Flashback – Was hast du damals getan?

Thriller
Frank Dabrock (Übersetzer)

Traue niemandem. Am wenigsten dir selbst.

2009: Über den Dächern von Brooklyn feiert eine Gruppe junger New Yorker wie im Rausch. Für Lindsay endet die Party wie so oft mit einem Blackout. Am nächsten Morgen erinnert sie sich an nichts. Doch etwas Schreckliches ist passiert: Während alle feierten, hat sich ihre beste Freundin Edie wenige Stockwerke tiefer erschossen.
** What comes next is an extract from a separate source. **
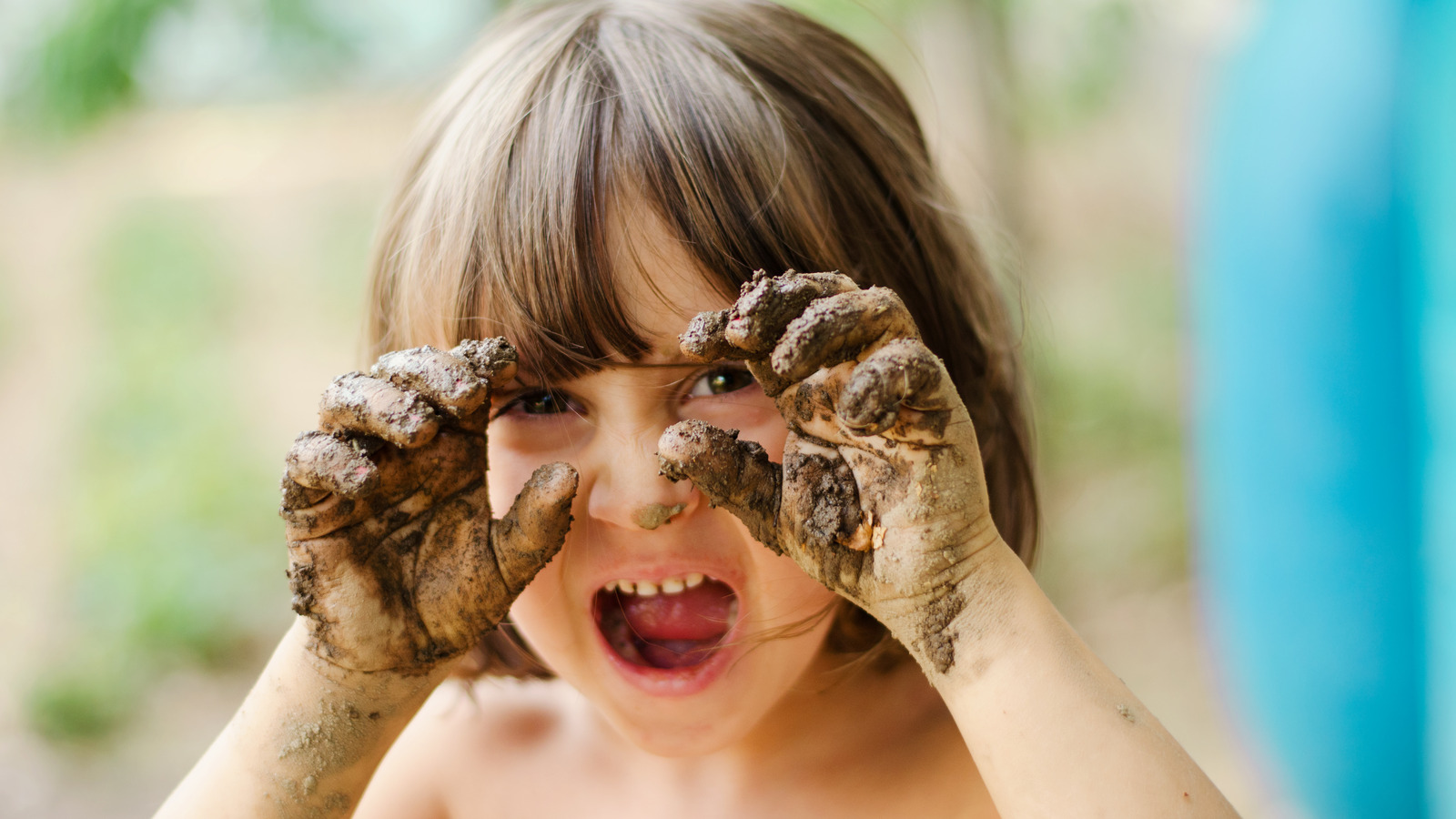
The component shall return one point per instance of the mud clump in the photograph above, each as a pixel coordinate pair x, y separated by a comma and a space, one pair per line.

2019: Lindsay hat mit den Ereignissen von vor zehn Jahren eigentlich abgeschlossen. Doch dann begegnet sie einer Freundin von damals, und alte Wunden reißen wieder auf. War Edies Tod wirklich Selbstmord? Wer könnte ihr etwas angetan haben? Stück für Stück setzt Lindsay das Bild jener verlorenen Nacht zusammen. Nur ihre eigene Erinnerung lässt sie dabei immer wieder im Stich, und sie beschleicht ein grauenhafter Verdacht.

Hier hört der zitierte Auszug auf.